Riprendiamo dal FOGLIO di oggi, 20/08/2018, a pag. III, l'analisi "Tamimi e i bambini martiri palestinesi" tratta dal Jerusalem Post.
Malki Roth, assassinata a 16 anni da terroristi arabi palestinesi nel 2001
La mia dolcissima figlia Malki, piena di empatia e generosità verso gli altri, sempre con un sorriso sulle labbra, aveva 15 anni quando fu assassinata nella strage della pizzeria Sbarro, in questi stessi giorni di 17 anni fa”, scrive Arnold Roth. “L’esperienza di perderla, di cercare di riequilibrare la mia vita e quella della mia famiglia, e di cercare di dare un senso alle reazioni degli altri, ha forgiato in gran parte ciò che penso riguardo al terrorismo. Sappiamo chi ha progettato lo spietato massacro alla pizzeria Sbarro. Non è stata Ahed Tamimi (che nasceva proprio in quell’anno). Ma quando il suo clan, i Tamimi del villaggio di Nabi Saleh, si riunisce per celebrare il massacro, come sappiamo che fa regolarmente, lei partecipa entusiasta ai festeggiamenti.

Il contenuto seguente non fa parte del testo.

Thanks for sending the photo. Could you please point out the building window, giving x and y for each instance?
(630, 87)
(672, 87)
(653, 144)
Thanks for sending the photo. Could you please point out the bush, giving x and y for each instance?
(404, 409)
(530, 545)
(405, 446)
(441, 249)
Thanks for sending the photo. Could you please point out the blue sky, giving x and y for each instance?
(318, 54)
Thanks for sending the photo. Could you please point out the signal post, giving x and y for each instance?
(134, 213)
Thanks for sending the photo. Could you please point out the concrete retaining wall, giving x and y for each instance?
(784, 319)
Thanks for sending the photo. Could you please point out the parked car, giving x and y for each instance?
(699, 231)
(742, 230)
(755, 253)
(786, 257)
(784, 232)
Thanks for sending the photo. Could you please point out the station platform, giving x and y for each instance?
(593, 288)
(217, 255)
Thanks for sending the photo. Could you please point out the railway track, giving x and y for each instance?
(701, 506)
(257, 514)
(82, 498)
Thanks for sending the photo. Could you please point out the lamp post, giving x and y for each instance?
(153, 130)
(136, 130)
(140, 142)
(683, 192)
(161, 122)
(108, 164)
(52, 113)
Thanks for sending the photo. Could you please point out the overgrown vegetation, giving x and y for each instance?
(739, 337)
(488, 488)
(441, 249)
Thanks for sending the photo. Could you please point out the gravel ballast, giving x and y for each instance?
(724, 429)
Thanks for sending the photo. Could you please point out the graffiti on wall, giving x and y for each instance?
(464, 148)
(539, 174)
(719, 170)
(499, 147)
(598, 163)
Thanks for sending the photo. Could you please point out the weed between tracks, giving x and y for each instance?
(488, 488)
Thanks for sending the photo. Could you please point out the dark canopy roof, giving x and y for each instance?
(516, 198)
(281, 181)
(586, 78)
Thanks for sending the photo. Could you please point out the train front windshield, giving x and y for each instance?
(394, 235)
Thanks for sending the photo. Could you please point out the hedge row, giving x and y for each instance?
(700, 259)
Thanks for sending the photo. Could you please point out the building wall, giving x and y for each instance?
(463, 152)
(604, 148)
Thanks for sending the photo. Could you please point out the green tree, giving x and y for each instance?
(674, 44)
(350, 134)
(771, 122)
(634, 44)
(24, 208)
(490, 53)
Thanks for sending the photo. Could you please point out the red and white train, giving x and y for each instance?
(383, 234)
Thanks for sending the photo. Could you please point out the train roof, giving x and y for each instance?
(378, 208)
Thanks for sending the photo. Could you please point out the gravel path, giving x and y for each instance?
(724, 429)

In un villaggio dove quasi tutti sono imparentati fra loro e si sposano fra loro, Ahed è parente stretta, in vario modo, di Ahlam Tamimi, uno dei diretti responsabili della carneficina in cui è stata trucidata mia figlia.
Ahed Tamimi
Ahlam ora vive libera in Giordania. Sui social network, nei suoi interventi pubblici e (per cinque anni) nel suo programma televisivo, ha continuato a esortare gli altri a seguire il suo esempio. Quando Ahlam sposò Nizar Tamimi, un altro assassino originario dello stesso villaggio, pochi mesi dopo che entrambi erano stati scarcerati nel quadro del ricatto di Hamas per la liberazione dell’ostaggio israeliano Gilad Shalit, l’undicenne Ahed era lì a ballare e a rimirare in adorazione la sposa. I genitori di Ahed hanno fatto della propaganda violenta contro Israele una professione. Hanno plasmato e addestrato la piccola Ahed, sfruttando il suo aspetto accattivante, e l’hanno spinta in tutta una serie di messinscene conflittuali con i soldati israeliani sin da quando aveva 10 anni, deliberatamente mettendola quasi ogni settimana, per anni, in situazioni di concreto pericolo. Sebbene tutto quello che avevano per le mani erano le immagini in gran parte sceneggiate della piccola, patetica Ahed che levava i pugni contro soldati israeliani (che la sopportavano, guardandosi bene dal reagire), troppi giornalisti e capiredattori hanno proposto e continuano a proporre assurdi paragoni con Giovanna d’Arco e Malala Yousafzai. Il giorno in cui Ahed prese a schiaffi, calci e sputi due soldati, sua madre le puntò addosso una delle sue telecamere dicendole di parlare al mondo. E lei eseguì, con un messaggio rabbioso in cui esortava alla violenza contro Israele e a nuovi attentati suicidi (come quello che ha ucciso mia figlia). L’agghiacciante realtà che quel messaggio riflette era, e continua a essere, disconosciuta. L’uso dei bambini arabi palestinesi come armi per mano della loro stessa società, persino delle loro stesse famiglie, è così incomprensibile per gli estranei che molti preferiscono chiudere gli occhi e negare questa realtà, anche solo per questo motivo. E negare ciò che Ahed simboleggia: la totale immedesimazione con gli spietati assassini del suo clan famigliare, con l’odio deflagrante, con un orrendo fanatismo che induce le persone a spingere in prima linea i loro bambini innocenti”.